Properly composted manure is an excellent soil amendment for yards and gardens.  

Good manure management includes:

picking manure regularly, 

covering manure piles, keeping manure away from waterways (including ditches), and 

composting , which can kill bacteria, parasites and weed seeds. 

Livestock waste contains bacteria, parasite eggs, and other materials that can harm shellfish and other aquatic organisms. If manure runoff reaches streams and Puget Sound, contamination from manure can cause shellfish harvesting closures. algae blooms, and unsafe conditions for recreational activities like swimming and boating. 

Resources and trainings are offered through the Kitsap Conservation District. They can assist you with questions and concerns.  

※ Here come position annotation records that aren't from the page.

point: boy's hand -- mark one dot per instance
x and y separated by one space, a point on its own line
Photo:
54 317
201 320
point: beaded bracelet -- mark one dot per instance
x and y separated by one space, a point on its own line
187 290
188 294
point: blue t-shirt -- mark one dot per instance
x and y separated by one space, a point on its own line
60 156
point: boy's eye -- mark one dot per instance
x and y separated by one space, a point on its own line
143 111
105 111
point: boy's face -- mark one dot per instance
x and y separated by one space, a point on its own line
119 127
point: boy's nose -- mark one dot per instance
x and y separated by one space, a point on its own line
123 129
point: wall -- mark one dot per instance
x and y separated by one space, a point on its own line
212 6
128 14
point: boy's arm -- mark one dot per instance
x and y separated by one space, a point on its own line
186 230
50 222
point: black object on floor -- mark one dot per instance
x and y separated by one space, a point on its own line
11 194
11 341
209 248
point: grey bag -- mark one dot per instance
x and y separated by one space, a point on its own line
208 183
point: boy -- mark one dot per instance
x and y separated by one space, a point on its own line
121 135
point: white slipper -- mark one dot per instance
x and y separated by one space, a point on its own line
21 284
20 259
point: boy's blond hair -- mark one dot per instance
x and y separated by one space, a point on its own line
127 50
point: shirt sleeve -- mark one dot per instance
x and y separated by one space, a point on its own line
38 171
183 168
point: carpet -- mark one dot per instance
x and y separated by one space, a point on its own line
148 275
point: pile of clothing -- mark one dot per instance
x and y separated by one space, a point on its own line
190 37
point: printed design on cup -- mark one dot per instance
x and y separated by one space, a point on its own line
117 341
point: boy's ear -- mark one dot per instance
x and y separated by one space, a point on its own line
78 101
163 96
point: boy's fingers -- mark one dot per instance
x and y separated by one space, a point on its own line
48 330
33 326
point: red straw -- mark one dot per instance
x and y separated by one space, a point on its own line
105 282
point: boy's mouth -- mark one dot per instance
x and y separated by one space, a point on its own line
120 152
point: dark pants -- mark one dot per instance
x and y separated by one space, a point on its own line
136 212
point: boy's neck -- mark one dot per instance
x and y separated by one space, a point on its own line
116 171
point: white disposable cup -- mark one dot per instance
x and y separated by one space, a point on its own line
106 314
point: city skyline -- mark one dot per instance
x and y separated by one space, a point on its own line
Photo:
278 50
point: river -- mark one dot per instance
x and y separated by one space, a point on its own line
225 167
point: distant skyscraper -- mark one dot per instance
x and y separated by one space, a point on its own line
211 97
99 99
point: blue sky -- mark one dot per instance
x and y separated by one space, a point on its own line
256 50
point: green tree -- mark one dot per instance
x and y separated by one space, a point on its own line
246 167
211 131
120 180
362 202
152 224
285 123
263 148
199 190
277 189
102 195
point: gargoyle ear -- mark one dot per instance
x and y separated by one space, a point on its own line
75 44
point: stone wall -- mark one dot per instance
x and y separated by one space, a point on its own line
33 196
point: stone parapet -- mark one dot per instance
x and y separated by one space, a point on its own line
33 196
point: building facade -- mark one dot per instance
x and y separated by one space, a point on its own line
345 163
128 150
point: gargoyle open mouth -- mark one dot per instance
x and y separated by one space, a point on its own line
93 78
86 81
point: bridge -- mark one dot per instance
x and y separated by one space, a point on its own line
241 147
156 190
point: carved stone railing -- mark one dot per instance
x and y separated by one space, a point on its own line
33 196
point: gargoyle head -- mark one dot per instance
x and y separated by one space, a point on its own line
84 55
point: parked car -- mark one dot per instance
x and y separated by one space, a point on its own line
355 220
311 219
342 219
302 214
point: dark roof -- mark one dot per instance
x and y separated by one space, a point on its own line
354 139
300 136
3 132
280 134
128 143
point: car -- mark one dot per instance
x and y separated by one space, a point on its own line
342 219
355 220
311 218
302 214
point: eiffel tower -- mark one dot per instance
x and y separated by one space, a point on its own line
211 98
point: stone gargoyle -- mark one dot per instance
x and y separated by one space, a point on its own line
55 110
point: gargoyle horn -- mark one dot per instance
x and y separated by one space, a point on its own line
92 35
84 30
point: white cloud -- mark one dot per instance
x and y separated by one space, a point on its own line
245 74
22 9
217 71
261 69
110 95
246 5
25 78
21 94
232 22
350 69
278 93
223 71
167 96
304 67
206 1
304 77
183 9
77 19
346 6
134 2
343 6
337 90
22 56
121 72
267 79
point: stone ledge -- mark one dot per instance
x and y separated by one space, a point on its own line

Compost manure and use it on pastures, lawns, gardens, and orchards.  

Kitsap Conservation District's Agriculture Technical Assistance Program assists with manure management, composting and general farm management. For gardening questions, contact Kitsap Conservation District's GRACE Program.

Use for your plant beds or give it away to gardeners seeking manure for their yard, garden and fruit trees. Connect to gardeners on Kitsap Conservation District's "Doo For You" Facebook page.

Ask a local composting facility if they will accept your manure. To avoid introducing damaging herbicides into their compost, these facilities may require testing or information about the type of animal feed you use.

Disposal of manure at Olympic View Transfer Station requires an Industrial and Hazardous Waste Solutions | account. Follow the steps to "Start a Profile" with WM Solutions. 

Testing for coliform, metals, herbicides and pesticides is required to ensure the manure can be accepted at the receiving landfill. 

Small amounts of pet waste is accepted at drop-off waste facilities when it is double-bagged.